De rechtbank van Rotterdam heeft vorige week vrijdag het verzoek van 18 leden van VisNed (waarbij 19 kotters werden vertegenwoordigd behorend tot groep 3) afgewezen waarin gevraagd werd om de pulstoestemming die per 1 juni 2019 zou eindigen te verlengen tot tenminste half juli.
In het Kort Geding is door onze advocaten naar voren gebracht dat de minister bij veel gelegenheden in Den Haag en in het land aan de pulsvissers een redelijke overgangsperiode heeft toegezegd en dat in de brief aan de pulsvissers de einddatum op 1 juni werd gezet omdat de minister er vanuit ging dat dit de ingangsdatum zou worden van de nieuwe Europese verordening Technische Maatregelen.
Kortom: de minister maakte deze koppeling en ook in een aangenomen motie van de Tweede kamer werd aan de minister gevraagd: “…….verzoekt de regering, de kotters waarvan de pulsvergunning al spoedig afloopt kort te verlengen totdat de nieuwe verordening in werking treedt; verzoekt de regering tevens een transitiepad uit te werken voor de kotters die voorzien zijn van het pulstuig, zodat zij met hun onderneming verder kunnen,…..”
Ook hebben onze advocaten uitgelegd dat de vissers van groep 3 onevenredig hard worden geraakt, onder meer omdat er een te korte overgangstermijn is toegepast en geen andere maatregelen zijn genomen.
De voorzieningenrechter stelt echter dat er van de kant van de minister geen harde toezeggingen zijn gedaan om te mogen blijven pulsen tot het van kracht worden van de nieuwe Europese verordening.
Secretaris Geert Meun geeft aan: „De rechter overweegt dat het begrijpelijk is dat de vissers uit de context van informatie van het ministerie een koppeling maken met de ingangsdatum van de nieuwe Europese verordening, maar dat er geen harde toezegging lag dat de minister dat ook zou doen”.
Verder: „We moeten concluderen dat er nog steeds ruimte is voor de minister om de vergunningen te verlengen maar dat de politieke en beleidsmatige moed ontbreekt. Dat is en blijft uitermate teleurstellend”, zegt Meun.
Hoger beroep tegen deze uitspraak is helaas niet mogelijk.

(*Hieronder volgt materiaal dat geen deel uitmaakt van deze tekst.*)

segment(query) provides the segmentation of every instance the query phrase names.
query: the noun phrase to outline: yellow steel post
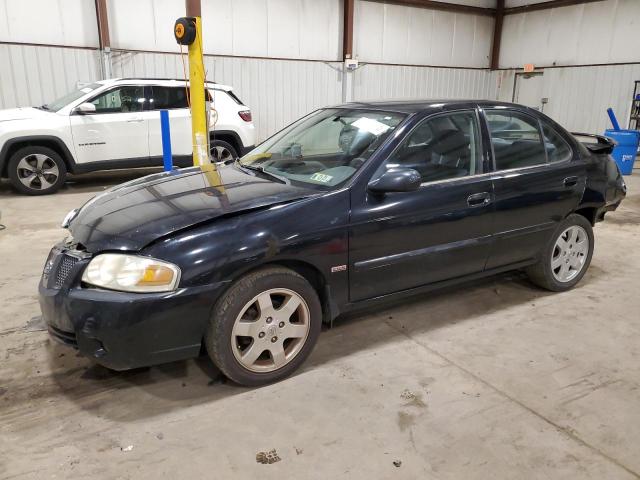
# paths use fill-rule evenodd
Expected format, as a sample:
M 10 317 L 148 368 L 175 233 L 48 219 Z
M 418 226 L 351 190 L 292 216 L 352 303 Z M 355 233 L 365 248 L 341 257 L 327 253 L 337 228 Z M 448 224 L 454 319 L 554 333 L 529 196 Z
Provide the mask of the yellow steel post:
M 189 98 L 191 104 L 191 130 L 193 143 L 193 164 L 211 164 L 209 160 L 209 132 L 207 129 L 207 109 L 204 95 L 204 64 L 202 56 L 202 18 L 197 16 L 196 39 L 189 45 Z M 215 165 L 213 166 L 215 170 Z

Binnen de visserij is ook teleurgesteld gereageerd, niet alleen op de uitkomst van het Kort Geding maar ook op de weinig begrip tonende opstelling van het ministerie en de politiek. De introductie van de puls bij de groep van 42 heeft in 2014 ook ruim een half jaar in beslag genomen. Er zijn diverse vissers die amper 4,5 jaar met puls gevist hebben maar toch nu moeten stoppen. Daarnaast zijn er kotters die nog steeds op zoek zijn naar goed vistuig of in afwachting daarvan maar besloten hebben uitgebreid onderhoud te plegen en al weken in de haven liggen. Hieruit blijkt nog maar eens dat er weinig terecht gekomen is van de door de overheid wel toegezegde ruimhartige transitieperiode.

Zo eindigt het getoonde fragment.